More importantly we were all aware of the presence of a poet of international standing in what was a provincial university in a provincial country on the edge of Europe, and when we organised readings – often in hole-in-the-corner cafés or the back-rooms of pubs – he and Sean Lucy would turn up, conferring a kind of value on the proceedings. Here, after all, was a poet published by Dolmen (then the best publishing house in the country), who made appearances in England and the USA, who translated from the French, attending readings by unpublished writers and taking them seriously.
Writers In Residence are now a commonplace on every campus, but not in 1970s Ireland. John, in fact, was nothing so exotic. He was a lecturer in the English Department. I suspect that Sean Lucy was less interested in his academic qualifications than in his literary ones, and he may have been resented by many of his colleagues. However, I think he performed a much higher function, always supposing that the academy is serious in its professed admiration for the art it studies (please ignore the irony here).

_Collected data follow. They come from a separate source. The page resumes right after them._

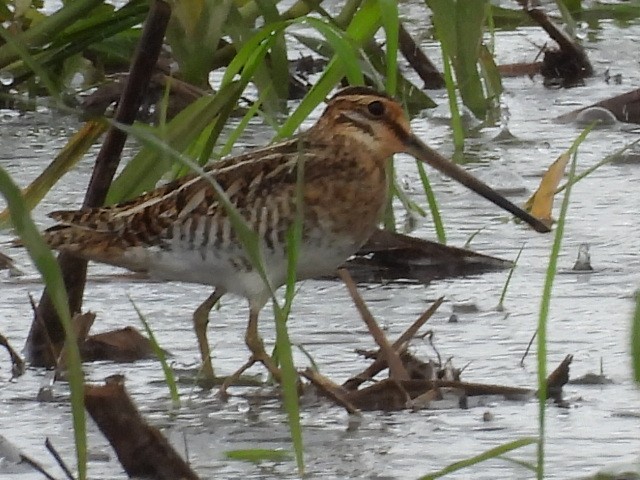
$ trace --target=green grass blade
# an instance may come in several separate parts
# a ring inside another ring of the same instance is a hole
[[[484,45],[480,46],[478,61],[480,62],[480,71],[487,90],[486,107],[497,107],[500,104],[500,95],[502,95],[502,76],[496,65],[494,55]]]
[[[248,83],[248,79],[247,79],[247,82],[243,82],[242,80],[240,80],[240,88],[234,89],[233,96],[227,96],[225,98],[226,102],[220,109],[220,112],[216,116],[216,119],[211,125],[211,128],[206,129],[206,131],[208,132],[207,140],[204,143],[203,148],[200,150],[200,154],[198,155],[198,164],[206,165],[209,162],[209,159],[211,158],[211,153],[213,152],[213,148],[216,146],[216,143],[218,142],[218,138],[220,137],[220,134],[222,133],[222,130],[224,129],[224,126],[226,125],[227,120],[229,119],[229,116],[231,115],[231,113],[233,113],[233,110],[236,108],[236,104],[240,99],[242,90],[244,89],[247,83]]]
[[[451,112],[451,129],[453,130],[453,146],[456,152],[461,152],[464,149],[464,126],[462,125],[462,117],[460,116],[460,109],[458,108],[458,95],[456,94],[456,84],[453,80],[453,73],[451,71],[451,61],[449,54],[444,44],[441,43],[442,48],[442,70],[444,76],[444,83],[447,88],[447,98],[449,99],[449,111]]]
[[[300,406],[298,404],[298,375],[293,364],[291,339],[287,330],[286,309],[274,303],[276,321],[276,349],[282,371],[282,393],[284,409],[289,420],[289,432],[296,456],[298,473],[304,475],[304,444],[302,441],[302,426],[300,424]]]
[[[263,461],[282,462],[289,460],[291,454],[285,450],[272,450],[268,448],[252,448],[248,450],[227,450],[224,455],[230,460],[259,463]]]
[[[255,63],[255,60],[252,60],[252,58],[254,58],[260,50],[266,50],[266,48],[271,45],[271,42],[274,41],[274,34],[283,31],[289,24],[290,22],[275,22],[267,24],[260,29],[258,33],[247,40],[225,69],[221,86],[223,87],[230,84],[235,79],[236,75],[240,75],[245,65]]]
[[[440,478],[449,473],[457,472],[458,470],[462,470],[463,468],[471,467],[481,462],[485,462],[487,460],[491,460],[492,458],[498,458],[500,455],[503,455],[507,452],[515,450],[517,448],[522,448],[527,445],[531,445],[536,443],[535,438],[524,437],[518,440],[514,440],[512,442],[507,442],[497,447],[491,448],[486,452],[483,452],[479,455],[475,455],[471,458],[467,458],[465,460],[461,460],[459,462],[452,463],[451,465],[446,466],[442,470],[438,470],[437,472],[430,473],[423,477],[420,477],[420,480],[433,480],[435,478]]]
[[[507,275],[507,280],[504,282],[504,286],[502,287],[502,293],[500,294],[500,300],[498,301],[497,310],[504,310],[504,299],[507,296],[507,289],[509,288],[509,283],[511,283],[511,277],[513,276],[513,272],[518,266],[518,260],[520,260],[520,255],[522,254],[522,250],[524,250],[524,243],[518,250],[518,255],[516,255],[516,259],[513,261],[513,266],[509,269],[509,274]]]
[[[73,24],[75,20],[89,16],[89,12],[101,5],[102,2],[103,0],[76,0],[74,2],[68,2],[64,4],[61,9],[46,16],[41,22],[21,34],[19,42],[21,45],[28,47],[49,42],[52,38],[56,37],[57,32]],[[0,47],[0,67],[19,58],[20,54],[15,46],[15,44],[8,42]]]
[[[631,360],[633,379],[636,383],[640,383],[640,290],[636,292],[636,311],[631,326]]]
[[[613,162],[614,160],[620,158],[620,156],[626,152],[627,150],[635,147],[636,145],[638,145],[638,143],[640,143],[640,138],[634,140],[631,143],[628,143],[627,145],[620,147],[618,150],[616,150],[615,152],[607,155],[606,157],[604,157],[602,160],[600,160],[598,163],[590,166],[589,168],[587,168],[585,171],[580,172],[579,174],[577,174],[573,180],[571,180],[571,184],[575,185],[576,183],[578,183],[580,180],[582,180],[583,178],[585,178],[588,175],[591,175],[593,172],[595,172],[598,168],[602,167],[603,165],[607,165],[608,163]],[[556,195],[558,193],[560,193],[561,191],[563,191],[565,188],[567,188],[567,185],[569,185],[569,181],[567,181],[567,183],[565,183],[564,185],[561,185],[560,187],[558,187],[558,189],[556,190]]]
[[[216,95],[200,98],[176,115],[164,129],[168,132],[164,140],[171,150],[184,151],[220,115],[229,98],[234,98],[239,91],[242,91],[239,82],[230,83],[220,88]],[[163,152],[152,146],[143,148],[114,180],[106,203],[128,200],[155,188],[173,163],[171,155],[163,157]]]
[[[342,62],[341,66],[349,83],[351,85],[364,85],[357,48],[347,40],[344,32],[337,30],[332,24],[317,18],[306,18],[304,24],[315,28],[331,45],[336,57]]]
[[[560,10],[560,15],[562,16],[562,21],[565,24],[567,33],[575,39],[578,26],[571,12],[580,10],[580,0],[556,0],[556,5],[558,6],[558,10]]]
[[[138,314],[138,318],[140,319],[140,323],[142,323],[142,326],[144,327],[145,332],[147,332],[147,337],[149,337],[149,343],[151,343],[151,349],[153,350],[153,353],[156,355],[156,357],[158,357],[158,360],[160,361],[160,365],[162,365],[164,380],[167,384],[167,387],[169,388],[169,394],[171,395],[171,404],[173,405],[173,408],[179,408],[180,395],[178,394],[178,386],[176,384],[175,376],[173,375],[173,370],[171,370],[171,367],[169,367],[169,364],[167,363],[167,356],[165,355],[164,350],[158,344],[158,341],[156,340],[156,336],[153,334],[153,330],[151,330],[151,327],[149,326],[147,317],[145,317],[145,315],[138,308],[138,306],[135,304],[135,302],[131,297],[129,297],[129,301],[131,302],[131,305],[133,305],[133,308],[136,311],[136,313]]]
[[[380,9],[377,1],[365,0],[362,7],[354,15],[346,34],[355,45],[362,46],[380,28]],[[344,76],[342,61],[337,57],[329,62],[320,79],[311,87],[298,108],[284,122],[278,137],[288,137],[295,133],[300,124],[320,103],[324,101],[333,87]]]
[[[451,59],[462,101],[476,117],[482,120],[486,115],[487,101],[478,73],[478,59],[487,13],[487,0],[457,0],[457,4],[458,41],[455,55]]]
[[[58,86],[54,83],[54,81],[49,76],[49,72],[47,72],[43,67],[42,63],[37,61],[33,55],[29,53],[27,46],[22,43],[19,37],[14,37],[11,35],[3,26],[0,25],[0,38],[4,40],[5,45],[10,46],[15,50],[20,56],[21,60],[31,69],[33,72],[38,75],[40,81],[47,89],[47,93],[56,100],[59,100],[60,91]]]
[[[274,299],[276,320],[276,351],[282,367],[282,391],[284,407],[289,419],[289,431],[296,456],[298,472],[304,475],[304,445],[302,426],[300,425],[300,406],[298,404],[298,375],[293,364],[291,339],[287,330],[287,320],[296,293],[297,267],[302,243],[304,222],[304,152],[299,152],[296,167],[296,218],[287,233],[287,283],[285,303],[281,308]]]
[[[427,171],[425,170],[424,164],[422,162],[416,161],[416,165],[418,166],[418,174],[420,175],[420,181],[422,182],[422,188],[424,189],[424,194],[426,195],[427,202],[429,203],[429,210],[431,211],[431,218],[433,218],[433,226],[436,229],[438,242],[440,242],[443,245],[446,245],[447,235],[444,230],[444,224],[442,223],[442,217],[440,216],[438,201],[436,200],[436,196],[433,193],[433,189],[431,188],[431,183],[429,182]]]
[[[519,458],[513,458],[507,455],[500,455],[498,458],[500,460],[504,460],[505,462],[513,463],[514,465],[518,465],[519,467],[526,468],[527,470],[536,473],[536,466],[531,462],[520,460]]]
[[[45,285],[51,296],[51,301],[60,317],[66,334],[67,368],[69,389],[71,390],[71,413],[73,416],[73,433],[76,446],[76,458],[78,478],[87,478],[87,432],[84,412],[84,380],[82,373],[82,360],[78,349],[78,342],[71,326],[71,315],[67,301],[67,291],[64,286],[62,274],[58,262],[53,257],[51,250],[44,243],[33,220],[29,216],[20,190],[11,180],[7,172],[0,168],[0,192],[5,197],[11,221],[26,247],[33,263],[42,275]]]
[[[244,116],[242,117],[242,119],[240,120],[236,128],[234,128],[233,132],[231,132],[227,137],[227,141],[220,149],[220,152],[217,154],[219,158],[224,158],[231,153],[231,150],[233,150],[233,146],[236,144],[238,139],[242,136],[247,126],[249,125],[249,122],[251,121],[251,119],[255,117],[260,111],[260,106],[262,105],[264,97],[266,97],[270,93],[271,93],[270,90],[264,90],[260,94],[260,97],[258,98],[258,100],[253,102],[253,104],[249,107],[249,109],[247,110],[247,113],[244,114]]]
[[[280,13],[275,0],[254,0],[262,12],[265,24],[276,23],[280,20]],[[260,90],[270,89],[277,94],[278,100],[286,101],[289,98],[289,60],[287,59],[287,42],[284,31],[278,31],[273,35],[269,62],[260,62],[265,69],[267,82]]]
[[[386,42],[386,91],[395,95],[398,88],[398,31],[400,19],[398,15],[398,2],[395,0],[378,0],[382,26],[387,36]]]
[[[569,169],[569,182],[562,199],[560,207],[560,216],[556,224],[556,234],[549,255],[549,264],[545,275],[544,288],[542,291],[542,300],[540,302],[540,315],[538,317],[538,452],[537,452],[537,478],[544,478],[544,444],[545,444],[545,407],[547,404],[547,321],[549,318],[549,307],[551,305],[551,292],[553,290],[553,282],[556,276],[558,265],[558,256],[560,254],[560,245],[564,235],[564,225],[569,210],[569,199],[571,198],[571,182],[576,172],[576,164],[578,159],[578,147],[587,137],[593,125],[587,127],[576,138],[569,152],[573,154],[571,166]]]
[[[91,120],[69,139],[56,158],[23,190],[23,199],[29,211],[33,210],[58,180],[80,161],[106,128],[106,122]],[[0,228],[8,226],[9,215],[8,208],[0,213]]]

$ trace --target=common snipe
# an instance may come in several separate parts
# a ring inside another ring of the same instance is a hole
[[[334,272],[371,235],[385,205],[387,159],[399,152],[435,167],[536,230],[547,230],[427,147],[413,135],[396,101],[365,87],[336,93],[306,132],[215,162],[206,172],[259,234],[266,273],[277,288],[286,281],[286,236],[297,211],[301,156],[304,221],[297,278],[306,279]],[[251,358],[277,374],[257,324],[269,289],[245,255],[208,180],[192,174],[126,203],[59,211],[51,217],[59,224],[47,230],[45,238],[55,249],[166,280],[215,287],[194,314],[204,377],[213,377],[206,335],[211,308],[225,293],[248,299],[245,341]]]

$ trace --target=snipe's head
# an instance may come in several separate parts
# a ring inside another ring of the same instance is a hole
[[[316,128],[349,137],[381,158],[404,152],[411,135],[402,106],[390,96],[369,87],[347,87],[329,99]]]
[[[314,128],[325,135],[351,137],[381,158],[394,153],[408,153],[511,212],[535,230],[549,231],[549,227],[539,219],[429,148],[411,131],[402,106],[384,93],[369,87],[347,87],[339,90],[329,100]]]

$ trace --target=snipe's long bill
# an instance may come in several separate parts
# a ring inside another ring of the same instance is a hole
[[[473,190],[479,195],[482,195],[487,200],[492,201],[500,208],[503,208],[506,211],[512,213],[522,221],[528,223],[536,232],[547,233],[550,231],[548,225],[545,225],[529,212],[523,210],[517,205],[514,205],[512,202],[493,190],[487,184],[481,182],[455,163],[447,160],[432,148],[429,148],[429,146],[427,146],[415,135],[409,135],[409,137],[405,141],[405,145],[407,147],[406,153],[408,153],[409,155],[415,157],[418,160],[421,160],[428,165],[431,165],[433,168],[460,182],[465,187]]]
[[[297,219],[300,165],[303,225],[296,278],[303,280],[334,273],[368,240],[386,205],[387,159],[399,152],[435,167],[537,231],[548,231],[538,219],[427,147],[412,133],[400,104],[366,87],[337,92],[306,132],[214,162],[205,171],[257,233],[264,271],[271,286],[278,288],[287,280],[287,237]],[[257,324],[271,290],[252,265],[209,180],[187,175],[118,205],[54,212],[58,225],[45,232],[45,239],[53,248],[89,260],[213,286],[214,292],[193,317],[207,378],[213,378],[206,334],[209,312],[225,293],[246,298],[245,342],[252,356],[243,368],[260,361],[277,375]]]

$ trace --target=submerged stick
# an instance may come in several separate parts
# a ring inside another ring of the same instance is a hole
[[[113,377],[105,385],[85,386],[84,401],[127,475],[156,480],[198,480],[160,430],[142,418],[121,377]]]
[[[168,3],[163,0],[155,0],[152,3],[140,42],[134,54],[127,85],[115,113],[115,120],[119,123],[131,125],[136,118],[145,96],[149,79],[158,61],[170,17],[171,8]],[[120,156],[126,139],[127,134],[113,126],[107,132],[87,187],[83,203],[84,208],[99,207],[104,203],[107,191],[120,163]],[[69,253],[61,253],[58,255],[58,263],[60,264],[69,297],[69,309],[72,314],[79,313],[82,310],[87,261]],[[59,349],[64,342],[65,332],[46,288],[40,298],[36,316],[42,319],[49,338],[53,345]],[[42,348],[44,344],[43,338],[44,332],[40,322],[34,321],[31,324],[31,331],[27,338],[27,356],[35,366],[51,367],[55,365],[56,359],[55,356],[51,358],[48,355],[46,348]]]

In large measure due to him, a lot of fine writing happened in Cork at that time and many fine writers found encouragement and validation in his presence.
We read his own work with fascination and admiration (and, of course, because we were students, we parodied it). The Rough Field had just appeared as a single book when I went to UCC. I remember him saying once that it could be fifty years before its structure would be fully understood. It still stands as a remarkable engagement with the politics of Northern Ireland, indeed of Ireland as a whole, an artistic enterprise that took courage. Most of his contemporaries studiously avoided political engagement. That it was difficult did not make him popular either. Rightly, he never apologised for the complexity of his work. Then A Slow Dance appeared, followed by the beautiful The Great Cloak. During my time at UCC he was working on his long poem The Dead Kingdom. This was the period when he first received national and international recognition. It would be impossible to underestimate his influence on the young writers who went to UCC at that time.
So, in gratitude and admiration, Happy birthday John.